Of course, what we so often see when we de-emphasize standards of belief and behavior is that people bond with others who have heterodox beliefs and non-Christian behavior, and then settle down to copy those features of the people they care about. Calling whatever results a Christian church is a bit of a crapshoot thereafter.
Actually, the process of becoming what you're aiming to be can start with head, hands, or heart. If you come to believe that certain things are right or desirable (or wrong and undesirable), then you will start changing your behavior and the people you associate with. If you change your behavior (even unintentionally, like getting into lazy habits), then eventually you will come to justify that behavior in your thinking and associate with those who reinforce it in you. If you start hanging out with people who think and act a certain way, pretty soon you'll copy their thinking and actions.

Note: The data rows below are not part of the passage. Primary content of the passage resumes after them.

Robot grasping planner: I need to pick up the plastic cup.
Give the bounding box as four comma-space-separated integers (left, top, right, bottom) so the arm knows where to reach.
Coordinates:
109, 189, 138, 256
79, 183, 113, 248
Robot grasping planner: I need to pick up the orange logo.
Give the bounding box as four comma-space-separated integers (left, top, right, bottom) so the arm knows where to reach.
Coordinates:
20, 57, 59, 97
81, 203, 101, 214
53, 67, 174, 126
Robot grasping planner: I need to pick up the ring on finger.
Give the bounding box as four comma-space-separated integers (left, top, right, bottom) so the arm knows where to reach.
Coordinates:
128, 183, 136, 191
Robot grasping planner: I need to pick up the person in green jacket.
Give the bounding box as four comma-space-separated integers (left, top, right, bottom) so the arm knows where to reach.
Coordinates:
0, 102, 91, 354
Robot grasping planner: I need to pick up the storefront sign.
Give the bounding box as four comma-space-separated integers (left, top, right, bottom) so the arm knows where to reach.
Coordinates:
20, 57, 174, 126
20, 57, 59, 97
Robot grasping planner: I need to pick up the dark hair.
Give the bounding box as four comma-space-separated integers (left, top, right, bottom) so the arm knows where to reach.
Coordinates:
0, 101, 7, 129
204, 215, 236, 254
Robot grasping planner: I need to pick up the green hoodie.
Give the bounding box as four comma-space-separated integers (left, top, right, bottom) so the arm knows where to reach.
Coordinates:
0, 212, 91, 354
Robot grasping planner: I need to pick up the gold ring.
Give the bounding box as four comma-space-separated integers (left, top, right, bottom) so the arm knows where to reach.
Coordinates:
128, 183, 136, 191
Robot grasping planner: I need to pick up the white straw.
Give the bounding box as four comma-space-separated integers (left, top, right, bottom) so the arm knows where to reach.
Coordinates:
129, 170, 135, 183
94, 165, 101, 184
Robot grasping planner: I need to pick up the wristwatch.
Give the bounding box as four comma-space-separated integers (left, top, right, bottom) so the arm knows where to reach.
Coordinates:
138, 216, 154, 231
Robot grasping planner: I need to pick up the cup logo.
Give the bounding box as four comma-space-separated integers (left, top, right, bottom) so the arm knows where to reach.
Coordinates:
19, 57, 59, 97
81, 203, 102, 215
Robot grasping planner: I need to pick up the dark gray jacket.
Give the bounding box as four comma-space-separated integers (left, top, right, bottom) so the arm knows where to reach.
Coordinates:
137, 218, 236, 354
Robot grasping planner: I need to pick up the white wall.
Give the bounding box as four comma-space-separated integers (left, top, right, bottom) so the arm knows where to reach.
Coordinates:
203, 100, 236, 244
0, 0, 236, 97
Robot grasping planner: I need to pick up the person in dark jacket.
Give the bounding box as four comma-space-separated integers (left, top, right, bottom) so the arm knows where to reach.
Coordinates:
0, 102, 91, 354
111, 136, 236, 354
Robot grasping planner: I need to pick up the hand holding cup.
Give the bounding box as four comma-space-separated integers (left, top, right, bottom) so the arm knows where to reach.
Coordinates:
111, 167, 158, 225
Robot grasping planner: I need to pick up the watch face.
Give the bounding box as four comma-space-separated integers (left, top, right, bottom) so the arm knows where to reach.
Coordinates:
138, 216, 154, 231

As an evangelistic strategy, emphasizing the heart -- relationships -- may seem like the easiest way to the other two, but in fact you can start from any one of the three. And here's the kicker: if you don't go on to work on the other two, then you will eventually either lose interest in the church or change it so that it reflects non-Christian or sub-Christian values.
Turning to the issues that are tearing The United Methodist Church apart these days, I would say that the clergy are responsible for at least 85% -- probably more -- of the tumult and decay which we see in our denomination. That's because of the leading position clergy occupy in the guidance mechanisms of the Church. "The fish rots from the head," as Ben Franklin put it. "If you had a shepherd whose sheep grew fewer and less healthy over his tenure, would you not say he was a poor shepherd?" asked Socrates. "If the blind lead the blind, will they not both fall into a pit?" said Jesus.

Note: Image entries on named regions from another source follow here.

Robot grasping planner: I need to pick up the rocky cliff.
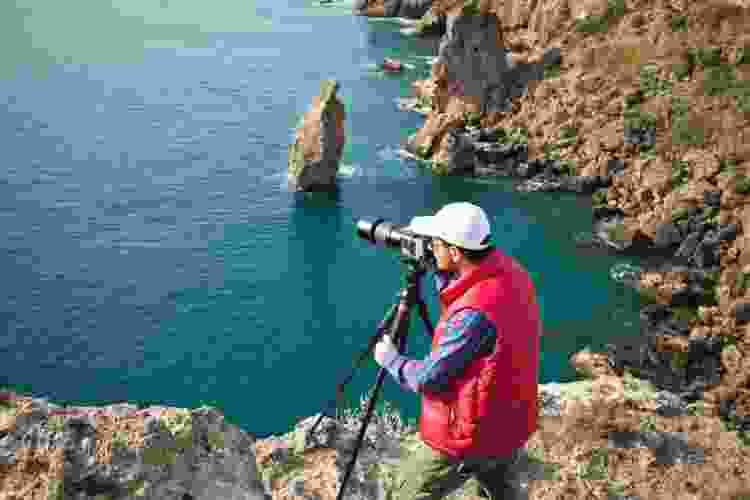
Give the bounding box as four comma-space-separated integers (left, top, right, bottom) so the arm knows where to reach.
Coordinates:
0, 392, 268, 500
360, 0, 750, 498
400, 0, 750, 428
289, 80, 346, 191
5, 364, 750, 500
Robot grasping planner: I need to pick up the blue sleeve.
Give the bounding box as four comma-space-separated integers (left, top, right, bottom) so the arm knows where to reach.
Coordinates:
384, 309, 497, 393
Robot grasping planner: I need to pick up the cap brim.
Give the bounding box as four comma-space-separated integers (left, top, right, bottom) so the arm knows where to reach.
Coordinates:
406, 215, 440, 238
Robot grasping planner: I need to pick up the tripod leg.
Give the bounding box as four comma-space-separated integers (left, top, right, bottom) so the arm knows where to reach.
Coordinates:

Right now, we are roiled by the presence of, and our inability to discipline, a number of clergy whose sexual behavior is not approved by the Book of Discipline. This ought to be a no-brainer, but having achieved a place among us, they are determined to stay in that place and others are reluctant to deprive them of it or are hindered by union rules (due process, etc.) in doing so. Many even justify their right to nonconformity and say that our rules are wrong and should be changed.
The inability to discipline clergy who don't behave as the rules require is therefore linked to the inability to enforce standards of belief -- morality as well as doctrine. And not just on sexual matters. Despite our having established standards of teaching and doctrine that have not changed in over two hundred years, the idea that you could get bounced from the United Methodist clergy for the content of your teaching is laughable. We have clergy who don't believe that Jesus was raised from the dead. One elder in my Conference refers to the Scriptures as "the damn Bible." We have adoptionists and Arians and unitarians and gnostics. We have people who think the definition of the Trinity is oppressive. If you can't regulate the content of dogma in those authorized to teach it, then you can't regulate moral teaching, either. And if everyone is allowed to think and teach whatever one likes, then soon everyone is allowed to live as one likes, too.

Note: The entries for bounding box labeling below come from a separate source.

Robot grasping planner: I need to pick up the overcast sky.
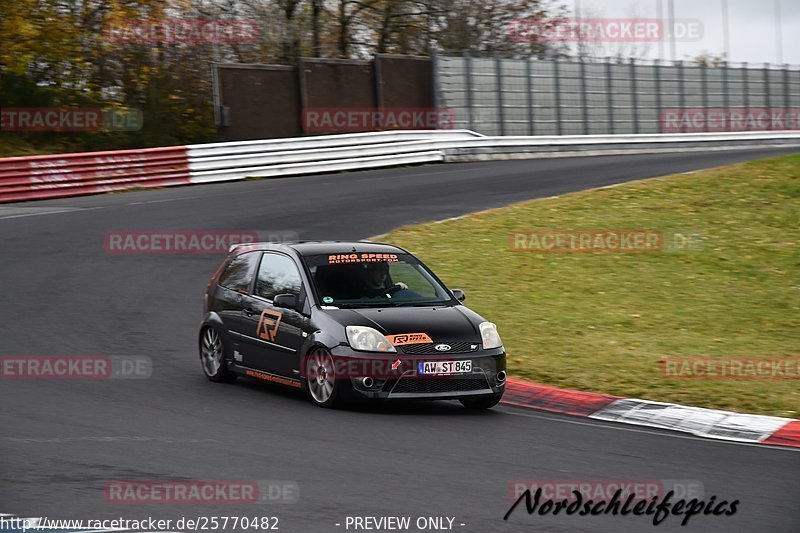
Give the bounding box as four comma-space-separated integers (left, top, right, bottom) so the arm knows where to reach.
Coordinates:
561, 0, 800, 66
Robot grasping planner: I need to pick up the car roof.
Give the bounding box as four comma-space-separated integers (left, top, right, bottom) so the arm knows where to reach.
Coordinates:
232, 241, 408, 256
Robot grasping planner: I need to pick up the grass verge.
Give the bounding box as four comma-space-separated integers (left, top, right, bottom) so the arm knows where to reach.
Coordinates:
379, 155, 800, 418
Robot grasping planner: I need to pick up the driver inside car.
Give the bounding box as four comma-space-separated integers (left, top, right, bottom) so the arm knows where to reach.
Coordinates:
362, 261, 408, 298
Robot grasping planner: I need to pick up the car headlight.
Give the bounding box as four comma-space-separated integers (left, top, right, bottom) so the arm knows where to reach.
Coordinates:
346, 326, 397, 353
478, 322, 503, 350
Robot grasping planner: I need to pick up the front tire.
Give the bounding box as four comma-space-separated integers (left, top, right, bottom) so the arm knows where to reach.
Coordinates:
306, 347, 341, 408
200, 327, 236, 383
459, 394, 503, 411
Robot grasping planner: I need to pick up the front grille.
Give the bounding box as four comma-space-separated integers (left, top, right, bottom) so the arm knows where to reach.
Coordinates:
392, 376, 489, 394
401, 341, 481, 355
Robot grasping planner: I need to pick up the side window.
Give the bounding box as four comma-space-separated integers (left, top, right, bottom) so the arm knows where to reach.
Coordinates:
219, 252, 261, 292
255, 253, 303, 300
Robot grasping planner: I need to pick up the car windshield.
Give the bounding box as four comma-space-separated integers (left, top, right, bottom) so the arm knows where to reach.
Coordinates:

But lest you think that the rot is simply a matter of doctrine and discipline (belief and behavior), then I wish you could attend a District Committee on Ministry meeting sometime. Review what is going on with supply pastors, local pastors, clergy candidates, and those who are members of other Christian denominations whom we provisionally certify to act as pastors in The UMC. You'd think that belonging -- including bothering to get the right set of credentials for whatever it is you want to be and do in the org you belong to, that is getting your clergy relationships straight -- would be the easy part of keeping the clergy in good order. But we have clergy whose credentials depend upon completing certain coursework who blow that coursework off -- and we don't pull their credentials. We have clergy whose credentials depend upon completing certain forms and making it to certain required meetings who don't bother to do that -- and we let it go. We have clergy who are supposed to be making progress toward satisfying certain requirements -- including bothering to transfer their membership to The UMC -- and they don't. What do we do? What do you think?
And if we can't discipline the lesser clergy for their sloppiness and disregard of the minimum standards of belonging and credentialing we ask of them, why should we assume that the tenured toffs -- the elders in full connection -- can be held to account? We elders are the ones who are supposed to hold everyone accountable. Holding others accountable is a lot easier than holding ourselves accountable. So you can see where that's going. The clergy of The UMC will not hold themselves accountable for their proper belonging, proper belief, or proper behavior. It's not just one thing. It's a systemic collapse.
But Art, you're an elder of many years' standing, you say. If the clergy of The UMC have failed, are you not saying that you have some culpability in that? Yes, I am. Like so many others, I have acquiesced in what I knew was wrong because I got tired of being shut down or shamed for pointing it out. The whisper went round the clergy: just go along, just get along, win the victories you can win and don't bash your head against the wall with the rest. We didn't have the votes, so after a while we just ignored what was happening. The orthodox clergy either attempted to wall themselves off from the approaching ruin -- a vain hope, but you can understand it -- or they comforted themselves by saying that at least I would never say or do those things that contravened our standards (though my successor might, and I can't help that).
Whether The UMC ends with a bang or a whimper, I don't know. But it certainly can't last much longer as it is presently led. And if the Commission on a Way Forward tries to tinker with things and not address the mess within the clergy, then it will be utterly futile.